Наконец, тело Паркина обмякло. Фабер удерживал его вертикально еще несколько мгновений, обдумывая, как поступить дальше. Он уловил в поведении жертвы какой-то проблеск мужества, тень улыбки на лице, прежде чем Паркин умер. Это что-то значило. Такое не происходит случайно.

Он позволил трупу сползти вниз, а потом пристроил в позе спящего человека, чтобы рану не заметили сразу. Кепи железнодорожника ногой отшвырнул в угол. Потом вытер кровь со стилета о брюки Паркина и устранил пятна липкой глазной жидкости с пальцев правой руки. Грязновато он на этот раз сработал!

Сунув лезвие в рукав, Фабер открыл дверь вагона. В почти полной темноте нашел свое купе. Когда он садился на место, «кокни» отпустил реплику:

– Долго же ты проторчал в сортире. Там что, очередь?

– Нет. Должно быть, съел какую-то гадость, – ответил Фабер.

– Не иначе как крутые яйца, – хохотнул сосед.

Но Фабер уже сосредоточенно думал о Годлимане. Он знал это имя. Более того – в связи с ним в памяти даже всплывали смутные черты лица: уже не молод, в очках, трубка и рассеянный, этакий профессорский вид… Вот оно! Преподаватель.

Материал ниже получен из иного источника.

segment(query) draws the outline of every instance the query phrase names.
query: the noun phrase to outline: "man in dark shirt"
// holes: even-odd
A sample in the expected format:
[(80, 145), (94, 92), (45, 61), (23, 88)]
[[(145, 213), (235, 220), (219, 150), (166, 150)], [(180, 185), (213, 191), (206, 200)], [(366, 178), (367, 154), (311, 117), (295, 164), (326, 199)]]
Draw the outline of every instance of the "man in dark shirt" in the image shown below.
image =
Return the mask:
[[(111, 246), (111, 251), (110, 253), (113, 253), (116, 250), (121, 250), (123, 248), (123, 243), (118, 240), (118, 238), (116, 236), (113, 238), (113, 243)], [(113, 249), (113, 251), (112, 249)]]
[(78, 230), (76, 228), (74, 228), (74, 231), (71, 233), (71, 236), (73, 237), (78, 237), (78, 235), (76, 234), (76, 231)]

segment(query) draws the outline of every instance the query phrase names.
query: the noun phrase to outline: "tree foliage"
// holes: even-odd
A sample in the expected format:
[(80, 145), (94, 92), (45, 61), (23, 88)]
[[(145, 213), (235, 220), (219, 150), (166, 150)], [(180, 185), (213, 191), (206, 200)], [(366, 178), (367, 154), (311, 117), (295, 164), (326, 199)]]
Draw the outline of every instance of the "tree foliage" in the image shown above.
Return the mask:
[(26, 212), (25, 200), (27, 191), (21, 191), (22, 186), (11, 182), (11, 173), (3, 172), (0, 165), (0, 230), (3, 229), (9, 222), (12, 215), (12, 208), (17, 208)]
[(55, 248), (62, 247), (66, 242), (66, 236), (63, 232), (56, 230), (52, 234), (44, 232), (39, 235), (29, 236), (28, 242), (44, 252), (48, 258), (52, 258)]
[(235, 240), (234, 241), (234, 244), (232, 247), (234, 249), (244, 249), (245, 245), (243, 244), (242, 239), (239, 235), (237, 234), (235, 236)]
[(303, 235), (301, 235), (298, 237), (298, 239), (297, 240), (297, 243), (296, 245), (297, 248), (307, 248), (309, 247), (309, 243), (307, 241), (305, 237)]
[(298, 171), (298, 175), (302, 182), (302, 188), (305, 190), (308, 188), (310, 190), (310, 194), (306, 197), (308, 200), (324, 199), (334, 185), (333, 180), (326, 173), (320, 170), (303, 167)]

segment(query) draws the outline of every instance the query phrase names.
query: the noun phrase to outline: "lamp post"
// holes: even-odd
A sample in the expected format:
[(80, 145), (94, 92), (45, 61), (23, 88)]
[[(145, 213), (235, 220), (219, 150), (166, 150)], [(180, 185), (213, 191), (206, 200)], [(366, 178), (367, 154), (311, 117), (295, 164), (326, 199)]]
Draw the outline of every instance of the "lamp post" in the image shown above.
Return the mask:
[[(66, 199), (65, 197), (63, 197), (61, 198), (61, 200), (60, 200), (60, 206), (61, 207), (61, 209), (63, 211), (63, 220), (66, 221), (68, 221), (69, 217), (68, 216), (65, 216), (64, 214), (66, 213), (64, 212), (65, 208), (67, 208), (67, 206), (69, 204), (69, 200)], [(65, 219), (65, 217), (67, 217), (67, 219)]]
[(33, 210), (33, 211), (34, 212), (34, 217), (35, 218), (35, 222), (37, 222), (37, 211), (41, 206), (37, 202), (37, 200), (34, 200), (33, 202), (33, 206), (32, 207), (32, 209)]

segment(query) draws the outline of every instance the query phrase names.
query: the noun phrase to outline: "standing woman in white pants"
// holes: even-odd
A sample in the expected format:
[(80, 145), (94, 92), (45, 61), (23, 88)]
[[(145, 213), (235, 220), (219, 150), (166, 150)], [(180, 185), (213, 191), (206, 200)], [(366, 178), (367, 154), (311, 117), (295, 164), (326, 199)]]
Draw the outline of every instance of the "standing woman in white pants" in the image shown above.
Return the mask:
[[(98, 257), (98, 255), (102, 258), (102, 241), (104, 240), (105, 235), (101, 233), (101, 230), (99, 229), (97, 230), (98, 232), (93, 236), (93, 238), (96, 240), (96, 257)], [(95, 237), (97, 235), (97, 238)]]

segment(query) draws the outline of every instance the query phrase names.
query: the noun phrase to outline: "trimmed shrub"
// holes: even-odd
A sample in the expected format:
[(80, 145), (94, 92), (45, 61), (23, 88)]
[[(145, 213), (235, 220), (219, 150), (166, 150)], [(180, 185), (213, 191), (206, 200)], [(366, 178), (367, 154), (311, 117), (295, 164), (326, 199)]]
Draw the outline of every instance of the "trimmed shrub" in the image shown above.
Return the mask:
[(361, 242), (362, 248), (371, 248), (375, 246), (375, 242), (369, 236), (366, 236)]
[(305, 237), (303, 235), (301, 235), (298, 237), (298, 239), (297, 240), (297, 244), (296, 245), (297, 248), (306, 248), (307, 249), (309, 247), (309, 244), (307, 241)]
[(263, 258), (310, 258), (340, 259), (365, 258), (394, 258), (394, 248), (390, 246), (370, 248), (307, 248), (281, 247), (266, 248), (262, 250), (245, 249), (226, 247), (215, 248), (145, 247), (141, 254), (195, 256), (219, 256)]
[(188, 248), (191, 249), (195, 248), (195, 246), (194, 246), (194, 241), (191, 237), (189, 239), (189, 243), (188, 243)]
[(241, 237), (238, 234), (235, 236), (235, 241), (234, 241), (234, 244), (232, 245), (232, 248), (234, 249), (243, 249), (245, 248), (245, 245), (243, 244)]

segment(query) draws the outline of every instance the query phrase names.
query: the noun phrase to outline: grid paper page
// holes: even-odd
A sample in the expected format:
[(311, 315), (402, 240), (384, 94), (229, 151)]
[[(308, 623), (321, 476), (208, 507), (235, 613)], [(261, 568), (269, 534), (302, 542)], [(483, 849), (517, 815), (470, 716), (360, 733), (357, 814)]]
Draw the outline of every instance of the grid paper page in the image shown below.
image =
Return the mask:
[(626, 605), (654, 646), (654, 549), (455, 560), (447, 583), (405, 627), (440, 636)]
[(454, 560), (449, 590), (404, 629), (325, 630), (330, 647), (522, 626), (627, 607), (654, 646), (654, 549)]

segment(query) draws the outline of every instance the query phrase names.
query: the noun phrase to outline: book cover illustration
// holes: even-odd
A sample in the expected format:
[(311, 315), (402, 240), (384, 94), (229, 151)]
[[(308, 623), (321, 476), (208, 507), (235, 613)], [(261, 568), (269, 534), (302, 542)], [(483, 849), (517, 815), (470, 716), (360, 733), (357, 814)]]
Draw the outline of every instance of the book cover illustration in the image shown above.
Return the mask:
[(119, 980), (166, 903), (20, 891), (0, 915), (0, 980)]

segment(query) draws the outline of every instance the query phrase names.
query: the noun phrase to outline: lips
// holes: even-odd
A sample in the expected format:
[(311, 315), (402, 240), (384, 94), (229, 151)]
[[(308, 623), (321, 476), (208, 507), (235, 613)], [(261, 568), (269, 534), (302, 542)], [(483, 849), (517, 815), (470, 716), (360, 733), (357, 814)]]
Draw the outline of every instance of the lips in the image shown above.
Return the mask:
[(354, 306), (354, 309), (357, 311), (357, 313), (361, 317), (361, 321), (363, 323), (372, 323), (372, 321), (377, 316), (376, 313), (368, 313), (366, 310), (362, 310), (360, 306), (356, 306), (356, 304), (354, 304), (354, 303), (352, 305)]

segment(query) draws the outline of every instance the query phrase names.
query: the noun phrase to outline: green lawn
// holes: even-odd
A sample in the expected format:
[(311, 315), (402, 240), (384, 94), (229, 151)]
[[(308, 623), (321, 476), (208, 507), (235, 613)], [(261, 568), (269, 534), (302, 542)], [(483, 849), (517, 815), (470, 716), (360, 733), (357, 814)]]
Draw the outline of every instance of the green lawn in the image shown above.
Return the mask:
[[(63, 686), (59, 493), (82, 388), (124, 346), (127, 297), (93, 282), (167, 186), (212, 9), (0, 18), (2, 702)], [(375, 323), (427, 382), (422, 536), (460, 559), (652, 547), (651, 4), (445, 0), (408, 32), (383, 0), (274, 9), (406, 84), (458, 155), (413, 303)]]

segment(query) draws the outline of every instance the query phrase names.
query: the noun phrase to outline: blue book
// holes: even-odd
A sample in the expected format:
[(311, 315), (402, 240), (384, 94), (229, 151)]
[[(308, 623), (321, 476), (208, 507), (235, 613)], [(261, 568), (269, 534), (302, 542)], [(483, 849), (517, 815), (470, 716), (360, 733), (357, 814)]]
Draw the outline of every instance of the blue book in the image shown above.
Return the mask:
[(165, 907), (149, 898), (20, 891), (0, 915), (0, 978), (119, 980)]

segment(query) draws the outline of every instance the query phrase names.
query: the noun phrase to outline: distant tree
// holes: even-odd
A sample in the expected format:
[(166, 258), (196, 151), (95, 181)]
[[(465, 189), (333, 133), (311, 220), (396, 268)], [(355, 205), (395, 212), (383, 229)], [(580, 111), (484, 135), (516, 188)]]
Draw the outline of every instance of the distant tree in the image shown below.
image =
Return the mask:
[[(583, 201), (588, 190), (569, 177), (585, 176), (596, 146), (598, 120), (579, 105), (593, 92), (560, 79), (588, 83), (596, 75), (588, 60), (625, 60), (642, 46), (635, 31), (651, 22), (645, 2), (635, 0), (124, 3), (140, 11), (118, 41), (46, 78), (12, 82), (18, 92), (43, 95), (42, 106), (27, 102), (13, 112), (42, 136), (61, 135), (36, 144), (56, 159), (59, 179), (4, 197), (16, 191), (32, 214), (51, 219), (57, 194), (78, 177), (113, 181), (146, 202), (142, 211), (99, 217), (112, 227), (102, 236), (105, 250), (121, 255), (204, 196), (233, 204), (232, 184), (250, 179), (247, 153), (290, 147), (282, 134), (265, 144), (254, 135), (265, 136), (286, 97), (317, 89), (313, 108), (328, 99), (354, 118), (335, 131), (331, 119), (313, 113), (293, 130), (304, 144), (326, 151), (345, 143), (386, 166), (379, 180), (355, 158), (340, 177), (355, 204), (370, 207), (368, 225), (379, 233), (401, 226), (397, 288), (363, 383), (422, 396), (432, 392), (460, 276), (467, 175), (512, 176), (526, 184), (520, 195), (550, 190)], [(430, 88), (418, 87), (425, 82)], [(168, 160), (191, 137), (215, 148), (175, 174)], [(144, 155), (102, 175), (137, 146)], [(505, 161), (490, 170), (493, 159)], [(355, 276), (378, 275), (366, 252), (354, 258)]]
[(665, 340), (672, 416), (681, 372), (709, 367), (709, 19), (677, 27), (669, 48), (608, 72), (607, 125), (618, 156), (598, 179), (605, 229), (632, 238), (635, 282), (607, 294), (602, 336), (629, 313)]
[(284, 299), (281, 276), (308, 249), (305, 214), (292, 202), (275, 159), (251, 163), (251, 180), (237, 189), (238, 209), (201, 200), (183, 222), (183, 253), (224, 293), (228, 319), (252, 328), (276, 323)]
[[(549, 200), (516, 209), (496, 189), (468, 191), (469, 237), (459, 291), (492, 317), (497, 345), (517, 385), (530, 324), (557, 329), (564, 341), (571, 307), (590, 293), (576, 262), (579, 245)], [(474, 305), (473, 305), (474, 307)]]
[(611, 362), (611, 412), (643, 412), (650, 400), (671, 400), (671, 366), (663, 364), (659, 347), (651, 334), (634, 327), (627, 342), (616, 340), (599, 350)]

Теперь воспоминания начали возвращаться. Первые два года в Лондоне ему почти нечем было себя занять. Война еще не началась, и большинство вообще не верило, что она когда-нибудь разразится. (Сам Фабер среди этих оптимистов не числился.) Конечно, он всегда умел проводить время с пользой для дела – проверял точность старых карт абвера, посылал в центр донесения об общей обстановке, основанные на личных наблюдениях и чтении газет, но не слишком часто. Чтобы убить время, продолжал совершенствовать английский и поддерживал свою «легенду». Он часто совершал длительные праздные прогулки, посещая лондонские достопримечательности.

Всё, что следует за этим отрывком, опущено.